Ana Cortes Garcia has over 20 years of culinary experience, working at hotels, fine dining restaurants and events with thousands of guests. She spent eight years of her gastronomic career in her motherland, Spain, before living in London for five years to further her skills, learning different business models and cooking styles.
Today, she’s the head chef at Beso, a Spanish tapas restaurant that opened in September. Located on the corner of Spencer Street and Flinders Lane in Melbourne, it features floor-to-ceiling windows, leather banquettes and an illuminated marble bar.
Cortes Garcia, who is the former head chef of two-hatted Lee Ho Fook in Melbourne, says she took on the gig at Beso because it allowed her to express her take on Spanish food and cooking style.
“At Beso, we represent the gastronomy and vivacious lifestyle of Spanish tapas culture,” says Cortes Garcias. “We recently changed our floor plan layout, creating a Spanish-style bar right in front of our open kitchen.

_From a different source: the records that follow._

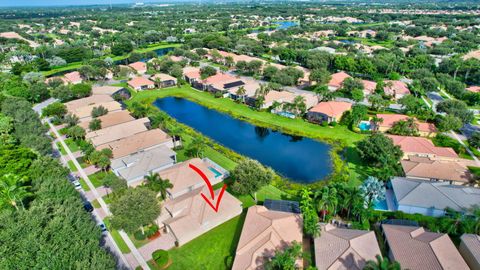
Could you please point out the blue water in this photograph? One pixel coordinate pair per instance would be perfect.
(217, 173)
(381, 205)
(285, 25)
(300, 159)
(364, 126)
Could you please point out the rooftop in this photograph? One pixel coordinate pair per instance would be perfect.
(421, 146)
(332, 108)
(416, 167)
(338, 248)
(110, 119)
(264, 232)
(117, 132)
(134, 167)
(136, 142)
(416, 249)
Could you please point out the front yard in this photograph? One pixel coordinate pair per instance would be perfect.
(213, 250)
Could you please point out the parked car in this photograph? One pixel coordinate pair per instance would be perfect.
(103, 227)
(88, 206)
(77, 185)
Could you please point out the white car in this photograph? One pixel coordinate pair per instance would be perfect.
(77, 185)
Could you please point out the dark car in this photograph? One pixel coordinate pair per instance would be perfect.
(88, 206)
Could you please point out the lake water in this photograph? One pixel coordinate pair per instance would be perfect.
(285, 24)
(300, 159)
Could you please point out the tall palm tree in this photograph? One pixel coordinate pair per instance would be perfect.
(12, 191)
(241, 93)
(382, 263)
(157, 184)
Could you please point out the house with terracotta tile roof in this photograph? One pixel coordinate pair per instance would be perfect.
(87, 101)
(418, 146)
(110, 90)
(73, 77)
(250, 87)
(219, 82)
(330, 111)
(396, 89)
(138, 142)
(369, 87)
(423, 168)
(264, 233)
(424, 129)
(109, 119)
(117, 132)
(470, 250)
(428, 198)
(341, 248)
(141, 83)
(84, 113)
(189, 216)
(336, 81)
(417, 249)
(191, 74)
(474, 89)
(185, 179)
(139, 67)
(163, 80)
(133, 168)
(277, 96)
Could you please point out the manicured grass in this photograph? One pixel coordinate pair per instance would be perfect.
(211, 250)
(72, 145)
(71, 166)
(97, 178)
(84, 185)
(261, 118)
(76, 65)
(117, 238)
(61, 149)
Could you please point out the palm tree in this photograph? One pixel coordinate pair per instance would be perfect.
(241, 93)
(382, 263)
(12, 192)
(157, 184)
(198, 144)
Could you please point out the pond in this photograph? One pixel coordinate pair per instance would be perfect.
(159, 52)
(300, 159)
(285, 24)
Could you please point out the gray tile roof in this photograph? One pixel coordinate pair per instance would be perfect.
(135, 166)
(439, 195)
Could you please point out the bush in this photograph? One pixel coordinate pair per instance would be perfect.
(151, 231)
(161, 257)
(139, 235)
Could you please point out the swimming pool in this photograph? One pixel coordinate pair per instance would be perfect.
(381, 205)
(215, 171)
(364, 125)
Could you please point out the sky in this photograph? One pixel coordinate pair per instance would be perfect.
(12, 3)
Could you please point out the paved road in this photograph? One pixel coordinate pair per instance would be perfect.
(39, 107)
(141, 261)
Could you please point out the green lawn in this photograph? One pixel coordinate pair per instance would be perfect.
(72, 145)
(71, 166)
(97, 178)
(84, 185)
(61, 149)
(211, 250)
(76, 65)
(117, 238)
(294, 126)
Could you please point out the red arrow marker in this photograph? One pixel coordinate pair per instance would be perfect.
(210, 188)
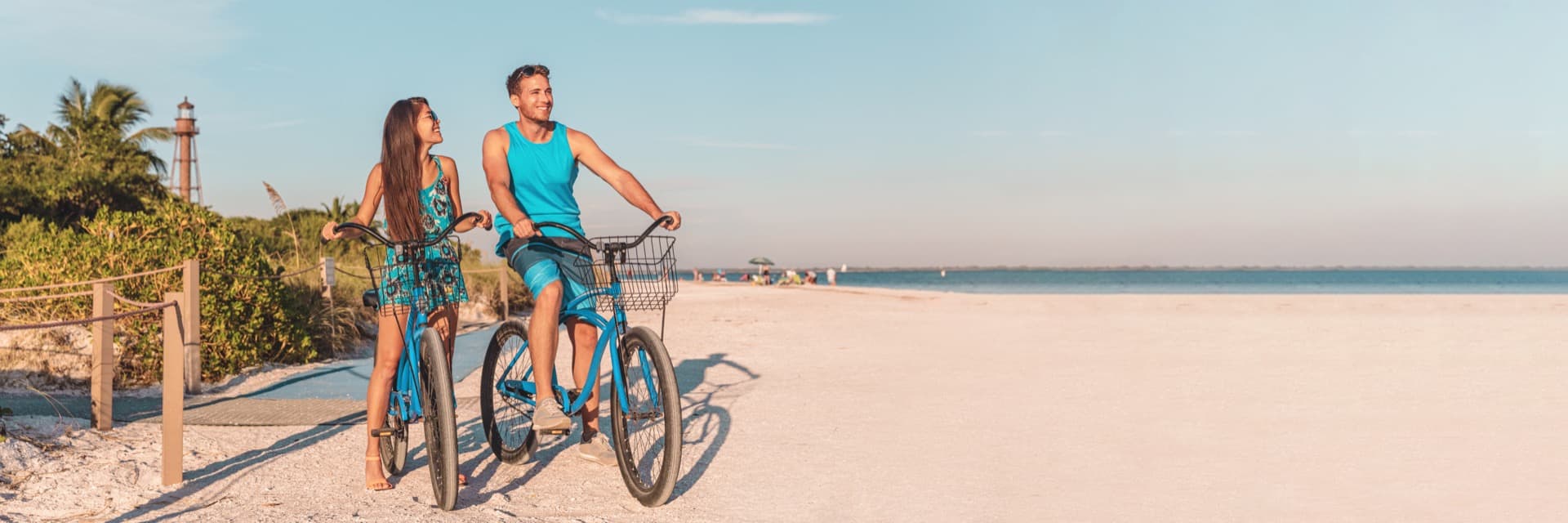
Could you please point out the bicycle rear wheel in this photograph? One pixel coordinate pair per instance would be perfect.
(648, 432)
(509, 422)
(441, 429)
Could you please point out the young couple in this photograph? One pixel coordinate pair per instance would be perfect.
(530, 165)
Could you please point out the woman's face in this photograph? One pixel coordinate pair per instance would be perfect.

It’s a pretty and unusual spot to enjoy a drink with some tapas, overlooking our open kitchen.”
Beso’s menu and wine list work closely with local producers, sourcing Spanish produce and pairing Victorian and Spanish wines to match the meals. Much inspiration was found in traditional Andalusian cuisine, which Cortes Garcia grew up eating and is the type of cuisine she loves the most.
“I’m pretty lucky to say that what’s on the menu is literally what I like to eat and how I like to eat it,” she says.

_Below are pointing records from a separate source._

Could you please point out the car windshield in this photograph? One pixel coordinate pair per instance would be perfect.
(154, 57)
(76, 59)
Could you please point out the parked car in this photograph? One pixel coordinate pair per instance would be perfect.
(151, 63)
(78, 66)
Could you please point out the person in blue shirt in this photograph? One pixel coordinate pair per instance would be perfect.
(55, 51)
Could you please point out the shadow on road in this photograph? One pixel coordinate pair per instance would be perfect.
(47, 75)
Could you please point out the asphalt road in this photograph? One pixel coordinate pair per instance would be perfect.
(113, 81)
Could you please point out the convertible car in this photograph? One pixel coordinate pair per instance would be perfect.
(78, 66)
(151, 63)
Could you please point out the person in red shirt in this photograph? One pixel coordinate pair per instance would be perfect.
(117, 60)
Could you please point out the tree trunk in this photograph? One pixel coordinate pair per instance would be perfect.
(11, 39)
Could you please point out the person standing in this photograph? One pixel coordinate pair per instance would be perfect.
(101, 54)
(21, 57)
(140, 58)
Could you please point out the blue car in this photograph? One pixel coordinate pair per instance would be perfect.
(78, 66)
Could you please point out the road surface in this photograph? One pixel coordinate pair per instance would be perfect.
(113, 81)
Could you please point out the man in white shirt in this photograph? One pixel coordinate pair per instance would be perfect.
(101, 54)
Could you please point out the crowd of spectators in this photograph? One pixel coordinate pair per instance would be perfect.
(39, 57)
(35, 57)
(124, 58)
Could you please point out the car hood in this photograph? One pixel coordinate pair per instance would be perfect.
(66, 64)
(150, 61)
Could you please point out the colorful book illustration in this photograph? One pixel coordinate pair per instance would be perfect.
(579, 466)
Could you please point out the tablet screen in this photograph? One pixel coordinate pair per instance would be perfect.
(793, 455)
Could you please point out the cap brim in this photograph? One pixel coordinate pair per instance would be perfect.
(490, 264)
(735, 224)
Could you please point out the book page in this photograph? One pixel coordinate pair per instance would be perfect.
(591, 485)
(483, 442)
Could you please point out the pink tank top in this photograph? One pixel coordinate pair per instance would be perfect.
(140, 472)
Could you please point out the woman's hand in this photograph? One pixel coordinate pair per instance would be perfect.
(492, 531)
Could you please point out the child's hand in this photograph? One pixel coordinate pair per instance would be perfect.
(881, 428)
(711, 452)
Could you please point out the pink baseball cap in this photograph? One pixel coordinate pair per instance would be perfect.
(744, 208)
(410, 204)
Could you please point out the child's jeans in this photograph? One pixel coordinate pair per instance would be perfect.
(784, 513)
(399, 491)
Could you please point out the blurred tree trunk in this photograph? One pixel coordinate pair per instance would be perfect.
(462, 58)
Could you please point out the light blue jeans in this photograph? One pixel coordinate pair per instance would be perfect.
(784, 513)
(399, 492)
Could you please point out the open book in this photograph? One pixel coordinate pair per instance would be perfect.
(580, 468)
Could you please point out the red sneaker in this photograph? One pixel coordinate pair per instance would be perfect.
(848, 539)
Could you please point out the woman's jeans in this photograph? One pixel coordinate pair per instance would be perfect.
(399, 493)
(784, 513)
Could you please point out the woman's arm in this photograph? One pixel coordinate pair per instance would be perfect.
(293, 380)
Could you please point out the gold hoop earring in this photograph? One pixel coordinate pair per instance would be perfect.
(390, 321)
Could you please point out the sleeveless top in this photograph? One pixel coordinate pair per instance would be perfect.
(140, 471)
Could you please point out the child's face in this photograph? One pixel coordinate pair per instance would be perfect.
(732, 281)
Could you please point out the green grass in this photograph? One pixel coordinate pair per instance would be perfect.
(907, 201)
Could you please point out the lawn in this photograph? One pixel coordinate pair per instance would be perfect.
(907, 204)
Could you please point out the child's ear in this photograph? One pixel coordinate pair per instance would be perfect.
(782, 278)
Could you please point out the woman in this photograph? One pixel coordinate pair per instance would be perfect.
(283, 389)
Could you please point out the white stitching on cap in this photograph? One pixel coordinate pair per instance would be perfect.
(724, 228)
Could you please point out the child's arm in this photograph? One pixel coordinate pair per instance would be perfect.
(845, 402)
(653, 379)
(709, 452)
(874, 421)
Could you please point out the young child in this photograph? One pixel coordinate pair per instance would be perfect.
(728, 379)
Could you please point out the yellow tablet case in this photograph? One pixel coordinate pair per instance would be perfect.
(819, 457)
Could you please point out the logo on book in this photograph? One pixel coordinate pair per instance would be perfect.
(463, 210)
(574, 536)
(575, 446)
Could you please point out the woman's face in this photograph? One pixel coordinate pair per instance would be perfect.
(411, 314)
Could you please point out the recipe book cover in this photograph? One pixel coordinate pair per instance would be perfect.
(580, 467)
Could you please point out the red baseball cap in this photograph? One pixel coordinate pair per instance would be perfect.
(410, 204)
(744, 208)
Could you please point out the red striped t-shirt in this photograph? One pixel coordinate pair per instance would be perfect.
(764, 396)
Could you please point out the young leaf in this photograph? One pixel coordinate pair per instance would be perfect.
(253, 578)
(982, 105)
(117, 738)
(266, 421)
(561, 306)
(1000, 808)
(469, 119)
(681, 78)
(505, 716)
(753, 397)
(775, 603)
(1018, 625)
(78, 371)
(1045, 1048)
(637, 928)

If she were pressed to pick her favourite dish on the menu, though, she says it would be the grilled mandarin and radicchio with ajoblanco. The bread is toasted and rubbed with a clove of garlic. It’s then drizzled with olive oil and presented with a mandarin. This flavour combination is Cortes Garcias’ usual late-night snack and sometimes even her breakfast.
“At Best, we grill the mandarins whole, unpeeled straight on the flames, which make it plump with extremely juicy segments that we carve by order, and warm up with slow-grilled radicchio dressed with olive oil and oloroso or cava vinegar,” she says. “This is all dress with ajoblanco, an ice-cold almond and garlic soup.”
For dessert, she’d recommend the tocino the cielo and orange blossoms caramel, which she says is a silky treat with its origin the resulting byproduct of clarifying sherry wine.
As for when to visit Beso, Cortes Garcia says peak hour is usually at 7:30 pm daily when the room is filled with first diners having their dessert and new orders are coming in. She recommends you start with grilled sourdough and charred aioli, as well as pork jowl chicarrones, a cold cut rolled in homemade picos – crispy breadsticks – with a kick of desert lime togarashi.
Cortes Garcia also recommends trying the grilled golden kiwi with thinly sliced paleta Iberica, which is the shoulder of cured and air-dried Iberian pigs, and the creamy ensaladilla with regana and Olasagasti anchovy, a simple, yet tasty creamy potato salad served with house-made bread crackers with sesame and fennel seeds and Mount Zero olive oil that matches well with the anchovies.
To drink, try the Beso Bask cocktail, inspired by a traditional highball called Vargas and made with red wine lemon syrup and red Vermouth. Wine-wise, a glass of Priorat works well with the grilled mandarin dish. And if you’re having the grilled hangar steak, order a tempranillo.